The reserve is said to boast 8.6mn tonnes of lithium carbonate equivalent (LCE).
Lithium has diverse uses across multiple industries and is increasingly important in the energy transition. Its primary use is in the production of lithium-ion batteries for consumer electronics, electric vehicles (EVs) and energy storage systems. Lithium is also used in the pharmaceutical industry to treat bipolar disorder, depression and other mental health conditions. Additionally, lithium is used in ceramics and glass manufacturing and lubricants, and as a component in alloys utilised in aerospace and defence applications.
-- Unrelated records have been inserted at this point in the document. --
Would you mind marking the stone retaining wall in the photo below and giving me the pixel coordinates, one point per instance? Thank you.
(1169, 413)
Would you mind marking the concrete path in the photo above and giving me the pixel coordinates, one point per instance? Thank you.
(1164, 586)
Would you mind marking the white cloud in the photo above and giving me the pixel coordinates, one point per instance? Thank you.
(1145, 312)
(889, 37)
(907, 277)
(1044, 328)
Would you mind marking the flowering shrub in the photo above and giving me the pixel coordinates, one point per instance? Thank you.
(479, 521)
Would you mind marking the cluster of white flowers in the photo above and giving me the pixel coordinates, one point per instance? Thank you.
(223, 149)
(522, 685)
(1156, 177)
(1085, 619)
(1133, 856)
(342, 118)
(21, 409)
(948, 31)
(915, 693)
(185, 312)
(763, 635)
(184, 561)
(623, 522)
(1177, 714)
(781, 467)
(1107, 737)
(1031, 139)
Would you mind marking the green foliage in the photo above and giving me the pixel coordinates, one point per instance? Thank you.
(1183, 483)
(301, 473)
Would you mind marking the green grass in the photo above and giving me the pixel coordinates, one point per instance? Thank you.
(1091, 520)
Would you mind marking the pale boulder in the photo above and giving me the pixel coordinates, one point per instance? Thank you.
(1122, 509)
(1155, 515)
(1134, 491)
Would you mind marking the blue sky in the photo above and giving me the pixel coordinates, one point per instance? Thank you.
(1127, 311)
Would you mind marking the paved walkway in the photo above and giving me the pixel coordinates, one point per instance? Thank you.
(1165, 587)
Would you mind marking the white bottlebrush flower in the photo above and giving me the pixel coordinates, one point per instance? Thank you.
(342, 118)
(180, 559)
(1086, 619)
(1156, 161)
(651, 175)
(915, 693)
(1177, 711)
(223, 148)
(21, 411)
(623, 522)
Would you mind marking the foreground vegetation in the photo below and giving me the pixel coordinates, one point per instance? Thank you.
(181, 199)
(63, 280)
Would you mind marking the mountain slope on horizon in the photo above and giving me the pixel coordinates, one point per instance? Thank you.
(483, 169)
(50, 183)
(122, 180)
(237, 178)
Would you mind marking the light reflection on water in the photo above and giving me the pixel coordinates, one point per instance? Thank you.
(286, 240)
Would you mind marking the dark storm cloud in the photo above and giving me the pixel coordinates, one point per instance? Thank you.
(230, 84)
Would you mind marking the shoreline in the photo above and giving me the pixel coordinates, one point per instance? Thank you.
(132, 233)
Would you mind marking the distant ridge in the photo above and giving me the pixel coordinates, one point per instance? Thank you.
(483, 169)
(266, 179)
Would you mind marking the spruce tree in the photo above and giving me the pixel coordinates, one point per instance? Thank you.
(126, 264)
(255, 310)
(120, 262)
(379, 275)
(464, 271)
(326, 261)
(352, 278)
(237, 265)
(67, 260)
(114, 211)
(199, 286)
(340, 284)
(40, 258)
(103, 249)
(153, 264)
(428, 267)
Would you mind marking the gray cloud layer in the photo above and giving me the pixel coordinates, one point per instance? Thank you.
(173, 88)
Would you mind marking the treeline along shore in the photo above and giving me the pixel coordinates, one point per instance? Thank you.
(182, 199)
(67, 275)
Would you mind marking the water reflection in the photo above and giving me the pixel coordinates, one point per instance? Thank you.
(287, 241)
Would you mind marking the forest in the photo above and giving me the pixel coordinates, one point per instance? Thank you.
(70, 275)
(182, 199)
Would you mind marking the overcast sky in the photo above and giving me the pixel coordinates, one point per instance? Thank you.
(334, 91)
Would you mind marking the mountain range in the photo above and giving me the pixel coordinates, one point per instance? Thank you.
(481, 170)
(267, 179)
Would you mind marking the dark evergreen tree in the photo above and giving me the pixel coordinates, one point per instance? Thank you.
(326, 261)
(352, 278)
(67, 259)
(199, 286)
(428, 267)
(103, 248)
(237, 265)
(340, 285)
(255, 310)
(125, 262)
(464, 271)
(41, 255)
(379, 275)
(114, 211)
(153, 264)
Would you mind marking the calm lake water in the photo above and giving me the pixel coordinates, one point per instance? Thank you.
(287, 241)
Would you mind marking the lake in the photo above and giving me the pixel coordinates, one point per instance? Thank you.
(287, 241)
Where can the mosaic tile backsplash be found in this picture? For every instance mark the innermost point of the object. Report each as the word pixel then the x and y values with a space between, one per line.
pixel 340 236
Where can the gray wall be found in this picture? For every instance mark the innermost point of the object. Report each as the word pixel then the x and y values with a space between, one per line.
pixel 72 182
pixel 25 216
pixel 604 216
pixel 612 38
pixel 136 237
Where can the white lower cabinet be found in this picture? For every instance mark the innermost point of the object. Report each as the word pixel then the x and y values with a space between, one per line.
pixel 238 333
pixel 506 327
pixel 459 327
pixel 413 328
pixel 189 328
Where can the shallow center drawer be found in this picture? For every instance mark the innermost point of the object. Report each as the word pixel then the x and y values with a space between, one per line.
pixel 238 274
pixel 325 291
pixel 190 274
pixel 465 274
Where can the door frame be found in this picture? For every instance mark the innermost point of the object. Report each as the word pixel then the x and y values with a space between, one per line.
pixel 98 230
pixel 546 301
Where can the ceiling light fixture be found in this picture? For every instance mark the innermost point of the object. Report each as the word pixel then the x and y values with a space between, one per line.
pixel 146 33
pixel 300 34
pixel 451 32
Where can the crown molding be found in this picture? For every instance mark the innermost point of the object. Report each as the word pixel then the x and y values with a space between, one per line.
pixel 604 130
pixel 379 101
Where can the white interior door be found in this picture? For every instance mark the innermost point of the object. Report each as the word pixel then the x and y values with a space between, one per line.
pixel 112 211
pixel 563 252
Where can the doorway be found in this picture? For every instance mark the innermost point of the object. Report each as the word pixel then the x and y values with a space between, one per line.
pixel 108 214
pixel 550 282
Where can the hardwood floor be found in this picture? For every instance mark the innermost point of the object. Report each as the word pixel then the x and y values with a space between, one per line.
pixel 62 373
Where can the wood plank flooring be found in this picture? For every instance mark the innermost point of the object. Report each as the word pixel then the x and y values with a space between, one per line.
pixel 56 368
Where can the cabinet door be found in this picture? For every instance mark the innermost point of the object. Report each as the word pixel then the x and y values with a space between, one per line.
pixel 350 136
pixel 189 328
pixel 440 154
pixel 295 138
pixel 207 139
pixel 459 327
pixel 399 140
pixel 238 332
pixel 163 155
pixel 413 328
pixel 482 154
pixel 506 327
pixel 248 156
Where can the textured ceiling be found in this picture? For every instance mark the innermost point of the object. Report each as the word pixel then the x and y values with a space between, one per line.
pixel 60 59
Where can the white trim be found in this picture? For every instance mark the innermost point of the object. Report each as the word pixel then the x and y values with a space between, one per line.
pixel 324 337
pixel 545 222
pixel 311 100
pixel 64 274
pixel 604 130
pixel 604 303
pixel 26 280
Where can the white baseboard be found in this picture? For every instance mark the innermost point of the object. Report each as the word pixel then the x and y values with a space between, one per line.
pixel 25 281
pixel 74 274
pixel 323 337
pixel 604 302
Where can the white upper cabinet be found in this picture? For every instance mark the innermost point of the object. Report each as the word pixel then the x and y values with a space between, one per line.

Iranian industry ministry official Ebrahim Ali Molabeigi was reported as saying: "The discovery of this first lithium reserve, in western Hamedan province, is promising news. It signals the possibility of there being other lithium reserves in the province."
Molabeigi added: "In today's world, this strategic and valuable metal is of great importance in advanced technologies.
"The mineral is usually discovered in clay areas, so the discovered reserve is unique in this country."
Iran is among the world’s top 15 countries for mineral riches. It ranks first in the Middle East.
In all, Iran is estimated to hold 7% of the world’s mineral reserves. There are 37bn tonnes of proven mineral reserves in Iran and more than 57bn tonnes of potential reserves, made up of 68 mineral types.
Iran has major reserves of zinc, copper, salt, coal, iron ore, uranium, lead, gold, bauxite (for aluminium), molybdenum, antimony, sulphur, sand and gravel, among other resources that are mined.